Entra en vigor el nuevo reglamento de envases de la UE: qué cambia desde esta semana
- Te explicamos los principales cambios, novedades y plazos
Las empresas deben aplicar obligatoriamente desde este miércoles el reglamento de envases de la Unión Europea (UE), que pretende favorecer su reutilización, la reducción de los residuos y que en el ámbito de la alimentación y de las bebidas marca un antes y un después, además de restringir sustancias preocupantes para la salud.

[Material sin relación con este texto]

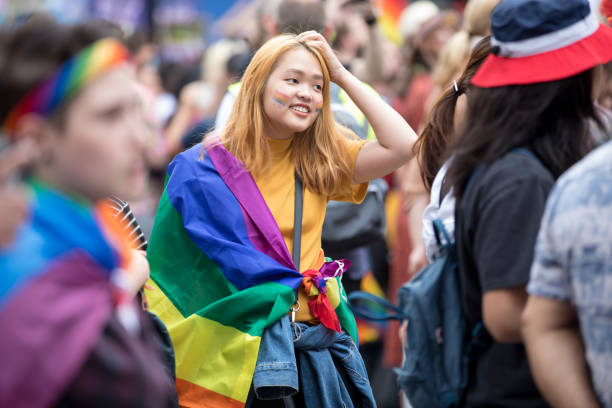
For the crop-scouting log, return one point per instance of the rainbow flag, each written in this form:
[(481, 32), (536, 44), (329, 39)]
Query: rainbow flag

La fecha es un hito, porque se acaba el plazo de adaptación para aplicar el Reglamento de Envases y Residuos de Envases, que técnicamente entró en vigor en febrero de 2025 y que introduce múltiples requisitos para avanzar hacia una economía circular.
La normativa va dirigida a las empresas, de los eslabones productores, fabricantes, importadores y distribuidores.
El sector alimentario reconoce que será un 'catalizador' para revolucionar el diseño y mejorar los productos que llegan a los consumidores, pero también insiste en el esfuerzo inversor que está exigiendo a las empresas para adaptarse.
Entre sus principales cambios, destacan los siguientes:
El reglamento obliga a la reciclabilidad de envases clasificando su calidad en tres niveles:
Las tarifas por comercializar productos de embalaje se basarán en esas calificaciones: cuanto más reciclable sea, menor será la aportación económica.
También incluye restricciones para envases de plástico de un solo uso (como las frutas y verduras frescas de menos de 1,5 kilogramo) y nuevas directrices de diseño.
Ecoembes destaca entre las novedades que ningún envase podrá ser comercializado sin su 'declaración de conformidad UE (DoC)', que certifica que cumple con el reglamento,
La directora de Competititividad y Sostenibilidad de la patronal de la industria de alimentación y bebidas FIAB, Paloma Sánchez Pello, ha explicado que es importante la armonización y la "simplificación administrativa", porque reduce "la fragmentación del mercado, garantizando una competencia justa de materias primas secundarias".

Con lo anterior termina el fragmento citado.